From left to right: “The Common Wind” by Julius S. Scott; “The Collected Poems of Lucille Clifton 1965–2010,” edited by Kevin Young and Michael S. Glaser; and “The Other Americans” by Laila Lalami.

Antonio J. Arraiza Rivera, assistant professor of Spanish

I’m reading The Common Wind: Afro-American Currents in the Age of the Haitian Revolution, Julius S. Scott’s powerful account of how Black communities in the 18th-century Caribbean combated slavery through networks of communication and solidarity. The Common Wind shows how resistance to and emancipation from state-sanctioned violence were achieved by men and women who recovered their freedom and settled in towns and cities, shedding light on how collective action leads to transformative change. It also invites readers to think about how history gets written, and whose voices are, and should be, heard.

 

 

Pamela Taylor, assistant provost of institutional planning and assessment and director of institutional research

The book that has been resonating with me is The Collected Poems of Lucille Clifton 1965–2010. What I love about this collection is how much of the historical struggle of Black people is chronicled in Clifton’s poems—lynching, James Byrd’s murder, the Birmingham church bombing, Rodney King, and Nelson Mandela’s release. She weaves past and present, centering this history in the experience of a woman/mother/daughter/poet/cancer survivor. Her words are solace, balm, protest, hope, and peace all in one.

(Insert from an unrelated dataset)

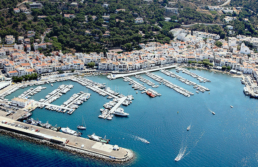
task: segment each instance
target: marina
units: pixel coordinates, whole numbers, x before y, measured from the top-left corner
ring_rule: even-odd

Eve Zimmerman, director of The Suzy Newhouse Center for the Humanities and professor of Japanese

Laila Lalami’s 2019 novel The Other Americans resonates with the current moment. Lalami spins a gripping mystery around the hit-and-run death of a Moroccan-born restaurant owner in small-town California. Told from multiple perspectives, by the man’s daughter, a police officer assigned to the case, and the man and his wife, among others, we see a brutal murder through a prism. Who qualifies to be an “American,” Lalami asks, and who does not? Who is afforded the rights and privileges of citizenship, and who is not? In the form of a suspenseful page-turner, Lalami challenges her readers to think, drawing them into the heart of the book’s secrets. It’s thoroughly satisfying, good fiction.